Дальше мы поговорили о делах насущных – Зорин записал нашу вылазку по душу корректировщика, немного воспоминаний о плотных штурмах и счел это достаточным для масштабирования героического флера на весь мой взвод.
– Нужно сделать фотокарточку, – заявил он.
– Это хорошо, бойцы рады будут, – кивнул я. – У нас там в штоленке, – кивнул за спину. – Сосна наряженная стоит, ёлкой работает. Но свет – скудный.
Зорин посмотрел на меня, прикинул:
– Со скудным светом мы работать умеем. А фронтовая сосна‑ель в осажденном Севастополе – это великолепная деталь. «Даже в осаде, на передовой, идет жизнь, и бойцы встречают Новый год», – тихо, для себя, опробовал строчку будущей статьи. – Идемте! – поднялся на ноги.
– Взво‑о‑од, ко мне! – скомандовал я.
Наши были неподалеку, быстро собрались, и мы под завистливыми взглядами других взводов пошли в штольню.
– Лучше б пожрать привезли, чем карточки щёлкать, – буркнул Гонтаренко вполголоса. – Карточкой сыт не будешь.
– Ничё, – отозвался Владимир. – На карточке хоть в газете побудем. Жёнка увидит – порадуется, что живой.
– Это да, – смягчился Гонтаренко. – Жёнка – другое дело.
Собрались у ёлки. Началась толкотня.
– Я посередине! Я красивый! – заявил Реваз.
– Куда ты, усатый, лезешь, – оттирал его Дёмин. – Дай людям встать.
– Командир посередине должен, – рассудил Владимир. – Товарищ лейтенант, давайте в центр.
– Да я с краю постою, – отмахнулся я.
– Не положено с краю, – возразил Калюжный. – Ты командир. Командир завсегда в середине. У нас на флоте перед съёмкой знаешь как строили? По росту и по чину. Красиво выходило. А вы, пехтура, стадо стадом толчётесь.
– Так Гонтаренко флотский, а толкется больше всех! – справедливо парировал Колька.

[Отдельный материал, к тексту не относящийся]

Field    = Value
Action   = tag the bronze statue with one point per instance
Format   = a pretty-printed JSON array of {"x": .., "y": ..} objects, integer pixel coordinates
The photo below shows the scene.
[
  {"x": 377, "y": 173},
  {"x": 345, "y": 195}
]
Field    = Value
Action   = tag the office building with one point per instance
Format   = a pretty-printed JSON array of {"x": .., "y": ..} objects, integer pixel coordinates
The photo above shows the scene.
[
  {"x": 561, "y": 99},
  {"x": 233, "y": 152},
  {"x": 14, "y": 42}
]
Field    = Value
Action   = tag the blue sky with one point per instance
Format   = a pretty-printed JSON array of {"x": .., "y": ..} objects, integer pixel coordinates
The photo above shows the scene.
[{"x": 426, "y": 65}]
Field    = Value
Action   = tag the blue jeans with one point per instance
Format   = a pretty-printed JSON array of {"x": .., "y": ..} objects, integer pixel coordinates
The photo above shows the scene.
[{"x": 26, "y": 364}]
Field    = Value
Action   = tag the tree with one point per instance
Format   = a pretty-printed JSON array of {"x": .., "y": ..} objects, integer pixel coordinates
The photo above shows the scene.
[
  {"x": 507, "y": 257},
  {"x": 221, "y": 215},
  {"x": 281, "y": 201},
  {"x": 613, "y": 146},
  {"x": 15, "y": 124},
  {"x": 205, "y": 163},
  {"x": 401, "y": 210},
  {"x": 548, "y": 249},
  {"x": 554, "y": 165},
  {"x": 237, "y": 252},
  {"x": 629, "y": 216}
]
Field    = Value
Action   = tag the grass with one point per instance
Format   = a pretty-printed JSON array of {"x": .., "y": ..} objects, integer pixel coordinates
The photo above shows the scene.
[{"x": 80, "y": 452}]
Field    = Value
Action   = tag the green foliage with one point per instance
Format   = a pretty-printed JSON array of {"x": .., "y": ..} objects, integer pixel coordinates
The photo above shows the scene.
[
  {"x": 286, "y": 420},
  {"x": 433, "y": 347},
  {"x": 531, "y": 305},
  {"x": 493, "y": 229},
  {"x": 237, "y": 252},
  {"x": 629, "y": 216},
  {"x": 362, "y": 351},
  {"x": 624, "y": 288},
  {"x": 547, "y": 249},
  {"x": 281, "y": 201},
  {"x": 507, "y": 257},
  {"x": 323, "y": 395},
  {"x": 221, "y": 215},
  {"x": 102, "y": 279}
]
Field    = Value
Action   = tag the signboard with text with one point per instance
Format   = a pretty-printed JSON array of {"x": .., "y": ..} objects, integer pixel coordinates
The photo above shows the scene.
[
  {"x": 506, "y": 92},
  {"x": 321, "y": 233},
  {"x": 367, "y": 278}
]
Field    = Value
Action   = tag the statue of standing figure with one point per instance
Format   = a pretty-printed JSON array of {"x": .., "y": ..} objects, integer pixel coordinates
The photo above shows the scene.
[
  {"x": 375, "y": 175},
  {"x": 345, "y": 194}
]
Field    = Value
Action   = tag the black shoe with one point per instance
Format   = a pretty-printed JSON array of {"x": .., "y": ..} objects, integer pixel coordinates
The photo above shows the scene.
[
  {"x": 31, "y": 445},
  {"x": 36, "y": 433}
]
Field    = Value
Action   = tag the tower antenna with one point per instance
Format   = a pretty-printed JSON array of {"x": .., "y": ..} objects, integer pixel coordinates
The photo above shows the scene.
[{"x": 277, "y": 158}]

– Товарищ мичман, отладьте построение, – делегировал я власть Петру.
Калюжный с серьёзным видом принялся расставлять. Меня – в центр, рядом командиров отделений, бойцов по краям, Кольку – вперёд, как самого молодого, на корточки. Колька оробел перед камерой, заёрзал.
– Не дёргайся, – шикнул на него Хасанов.
– Я не дёргаюсь. Я первый раз фотографируюсь.
– Первый раз? – удивился Реваз. – Совсем?
– Совсем. У нас в деревне фотографа не было.
– Тогда замри красиво, дорогой. На всю жизнь карточка.
Фотограф долго возился – ставил камеру на треногу, велел добавить окопных свечей, добыл где‑то пяток керосинок – освещал сцену как мог. Что‑то пробормотав про выдержку и «не могли наверху поставить чтоли?» он долго колдовал над техникой.
– Замерли! Не шевелиться! Снимаю!
Мы замерли. Весь третий взвод – у кривой сосёнки, увешанной гильзами и бинтами, в свете окопных свечек. Я в центре. Калюжный слева, Реваз справа, оба усатые, оба довольные. Дёмин с трубкой – буркнул, что трубку не вынет, так и снялся. Владимир – солидный такой, руки по швам, чтобы жена увидела, какой он красивый и стойкий воин. Хасанов – молча, прямо. Гонтаренко – причесался пятернёй за секунду до. Колька впереди, на корточках, замер, глаза в объектив, серьёзный до ужаса – первый раз в жизни.